Penulis: Yanuar R Yovanda
Editor: Choirul Arifin
Laporan Wartawan Tribunnews.com, Yanuar Riezqi Yovanda
TRIBUNNEWS.COM, JAKARTA - Kementerian Energi dan Sumber Daya Mineral (ESDM) menyatakan, tren global menunjukkan kecenderungan penggunan pembangkit tenaga listrik menuju transisi menggunakan energi bersih.
Direktur Pembinaan Program Ketenagalistrikan Kementerian ESDM Alihuddin Sitompul mengatakan, pemerintah Indonesia juga mendorong transisi dari energi fosil menuju energi bersih melalui peningkatan kapasitas pembangkit tenaga listrik dari energi baru terbarukan (EBT).
"Hal ini dapat dilihat dari total kapasitas terpasang pembangkit EBT sampai Desember 2020 sebesar 10,43 giga watt atau sekira 14 persen dari total kapasitas terpasang pembangkit nasional," ujarnya di acara "Hutama Expert Talk Webinar Series" secara virtual, Kamis (25/3/2021).
Untuk bauran energi pembangkit, per Desember 2020 untuk EBT mencapai 13 persen, batu bara 66 persen, gas 17 persen, dan BBM 3,6 persen.
Baca juga: RI Bidik Kota Giengen Jerman Kerja Sama Pengelolaan Limbah dan Energi Terbarukan
Alihuddin menjelaskan, upaya yang dilakukan pemerintah dalam pengembangan tenaga listrik ke depan adalah mengedepankan EBT dan pembangkit fosil dapat dikonversi menjadi pembangkit EBT.
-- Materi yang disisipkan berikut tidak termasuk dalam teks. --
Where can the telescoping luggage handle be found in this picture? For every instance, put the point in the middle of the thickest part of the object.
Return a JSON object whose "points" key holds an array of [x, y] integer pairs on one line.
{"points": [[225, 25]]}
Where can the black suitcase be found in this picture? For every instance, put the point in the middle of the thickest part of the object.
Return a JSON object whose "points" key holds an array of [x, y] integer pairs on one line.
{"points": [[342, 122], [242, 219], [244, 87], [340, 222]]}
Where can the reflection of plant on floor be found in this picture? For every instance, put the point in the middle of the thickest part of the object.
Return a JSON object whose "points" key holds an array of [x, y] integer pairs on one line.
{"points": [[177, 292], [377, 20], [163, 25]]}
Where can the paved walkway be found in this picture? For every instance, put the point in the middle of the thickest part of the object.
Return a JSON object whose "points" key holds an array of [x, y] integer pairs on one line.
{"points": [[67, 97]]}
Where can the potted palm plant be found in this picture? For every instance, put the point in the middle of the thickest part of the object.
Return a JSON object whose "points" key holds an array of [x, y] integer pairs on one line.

Baca juga: Ibarat Harta Karun, Energi Terbarukan Kini Jadi Incaran Banyak Negara
Ada sembilan cara untuk mencapai tujuan itu yakni pertama yang bisa dilakukan adalah fleksibilitas penambahan pembangkit EBT di dalam rencana usaha penyediaan tenaga listrik PLN.
Baca juga: Kapasitas Pembangkit Energi Terbarukan Ditargetkan Tembus 978 Megawatt di 2021
Kedua, pengembangan smart grid, termasuk digitalisasi infrastruktur ketenagalistrikan yang sudah implementasi di beberapa daerah di Jawa dan Bali.
"Tujuannya yakni agar penyaluran tenaga listrik lebih efisien dan jika ada gangguan maka pemulihan lebih cepat," kata dia.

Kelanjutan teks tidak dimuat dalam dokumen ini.